Using 2 IDX (ID & parking_ID). In MongoDB /Linux/ Compass explain plan almost 9000ms. In Local MongoDB server explain plan 1400ms.

Is there any problem? Why this our production server running so slow?

Full Explain Plan

Explain Plan
Query Performance Summary
Documents returned:
71184
Actual query execution time (ms):
8763
Query used the following indexes:
2

_id_

delFlg_1
explainVersion
"1"

stages
Array

serverInfo
Object

serverParameters
Object

command
Object
ok
1

$clusterTime
Object
operationTime
Timestamp({ t: 1666074389, i: 3 })

Using MongoDB 5.0.5 Version Local MongoDB 6.0.2 Version

Solution

Unfortunately the explain output that was provided is mostly truncated (eg Array and Object hiding most of the important information). Even without that there should be some meaningful observations that we can make.

As always I suggest starting with more clearly defining what your ultimate goals are. What is considered "so slow" and how quickly would the operation need to return in order to be acceptable for your use case? As outlined below, I doubt there is much particular room for improvement with the current schema. You may need to rethink the approach entirely if you are looking for improvements that are several order of magnitude in nature.

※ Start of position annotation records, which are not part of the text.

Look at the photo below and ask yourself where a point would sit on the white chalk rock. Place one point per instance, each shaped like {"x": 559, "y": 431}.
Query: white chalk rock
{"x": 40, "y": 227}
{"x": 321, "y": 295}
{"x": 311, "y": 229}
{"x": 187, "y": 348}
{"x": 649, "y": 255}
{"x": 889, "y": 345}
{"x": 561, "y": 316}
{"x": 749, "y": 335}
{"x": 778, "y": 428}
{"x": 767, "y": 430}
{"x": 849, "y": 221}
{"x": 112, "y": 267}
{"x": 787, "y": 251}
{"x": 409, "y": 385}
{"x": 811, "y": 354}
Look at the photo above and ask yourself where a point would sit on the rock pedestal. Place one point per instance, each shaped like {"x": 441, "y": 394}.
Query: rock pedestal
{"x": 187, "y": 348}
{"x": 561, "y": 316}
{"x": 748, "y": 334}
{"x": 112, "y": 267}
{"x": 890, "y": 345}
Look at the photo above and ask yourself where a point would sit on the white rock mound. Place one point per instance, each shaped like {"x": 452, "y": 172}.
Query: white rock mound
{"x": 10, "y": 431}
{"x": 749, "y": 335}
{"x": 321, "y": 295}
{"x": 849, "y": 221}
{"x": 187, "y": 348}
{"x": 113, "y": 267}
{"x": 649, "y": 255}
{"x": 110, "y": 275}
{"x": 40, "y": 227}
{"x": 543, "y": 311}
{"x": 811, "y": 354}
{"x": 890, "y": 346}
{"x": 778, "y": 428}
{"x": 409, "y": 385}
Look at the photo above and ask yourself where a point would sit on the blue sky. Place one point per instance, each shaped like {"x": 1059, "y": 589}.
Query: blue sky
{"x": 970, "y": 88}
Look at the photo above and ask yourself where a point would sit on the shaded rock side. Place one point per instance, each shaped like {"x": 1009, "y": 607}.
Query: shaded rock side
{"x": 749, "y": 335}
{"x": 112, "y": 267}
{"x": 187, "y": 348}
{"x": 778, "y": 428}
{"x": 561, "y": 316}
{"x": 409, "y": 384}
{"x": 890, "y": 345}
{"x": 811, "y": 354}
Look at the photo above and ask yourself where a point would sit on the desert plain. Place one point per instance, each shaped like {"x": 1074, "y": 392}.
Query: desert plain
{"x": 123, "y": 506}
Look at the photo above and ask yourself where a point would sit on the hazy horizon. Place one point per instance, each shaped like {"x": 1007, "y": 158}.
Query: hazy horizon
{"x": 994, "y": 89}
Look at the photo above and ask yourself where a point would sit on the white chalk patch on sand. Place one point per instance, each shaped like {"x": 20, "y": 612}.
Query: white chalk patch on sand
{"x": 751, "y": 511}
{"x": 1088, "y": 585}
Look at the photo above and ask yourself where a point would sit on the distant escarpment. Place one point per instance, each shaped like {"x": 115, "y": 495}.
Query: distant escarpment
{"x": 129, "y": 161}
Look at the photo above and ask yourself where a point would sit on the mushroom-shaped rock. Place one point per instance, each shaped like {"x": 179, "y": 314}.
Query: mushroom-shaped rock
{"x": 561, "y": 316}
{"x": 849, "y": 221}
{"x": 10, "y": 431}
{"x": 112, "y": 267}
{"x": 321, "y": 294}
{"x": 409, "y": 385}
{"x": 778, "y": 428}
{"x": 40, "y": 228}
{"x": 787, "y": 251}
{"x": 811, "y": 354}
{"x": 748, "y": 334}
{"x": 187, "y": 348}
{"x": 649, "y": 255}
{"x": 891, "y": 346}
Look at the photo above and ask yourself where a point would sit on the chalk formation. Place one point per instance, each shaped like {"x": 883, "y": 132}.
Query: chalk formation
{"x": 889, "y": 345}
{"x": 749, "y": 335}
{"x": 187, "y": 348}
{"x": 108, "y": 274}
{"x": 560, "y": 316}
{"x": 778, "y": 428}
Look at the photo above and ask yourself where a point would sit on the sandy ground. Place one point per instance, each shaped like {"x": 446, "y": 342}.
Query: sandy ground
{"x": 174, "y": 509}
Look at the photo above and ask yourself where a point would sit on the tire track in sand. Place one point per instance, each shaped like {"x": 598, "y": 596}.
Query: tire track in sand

Let's consider what this operation is doing:

The database goes to an entry in the { delFlg: 1 } index that has a value of false.
It then goes to FETCH that full document from the collection.
Based on the value of the parking_id field, it performs an IXSCAN of the { _id: 1 } index on the parkings collection. If a matching index entry is discovered then the database will FETCH the full document from the other collection and add it to the new parking array field that is being generated.
This full process then repeats 71,183 more times.

Using 8763ms as the duration, that means that the database performed each full iteration of the work described above more than 8 times per millisecond (8.12 ~= 71184 (iters) / 8763 (ms)). I think that sounds pretty reasonable and is unlikely to be something that you can meaningfully improve on. Scaling up the hardware that the database is running on may provide some incremental improvements, but it is generally costly, not scalable, and likely not worthwhile if you are looking for more substantial improvements.

You also mentioned two different timings and database versions in the question. If I understood correctly, it was mentioned that the (explain) operation takes ~9 seconds on version 5.0 and about 1.4 seconds on version 6.0. While there is far too little information here to say for sure, one reason for that may be associated with improvements for $lookup that were introduced in version 6.0. Indeed from their 7 Big Reasons to Upgrade to MongoDB 6.0 article, they claim the following:

The performance of $lookup has also been upgraded. For instance, if there is an index on the foreign key and a small number of documents have been matched, $lookup can get results between 5 and 10 times faster than before.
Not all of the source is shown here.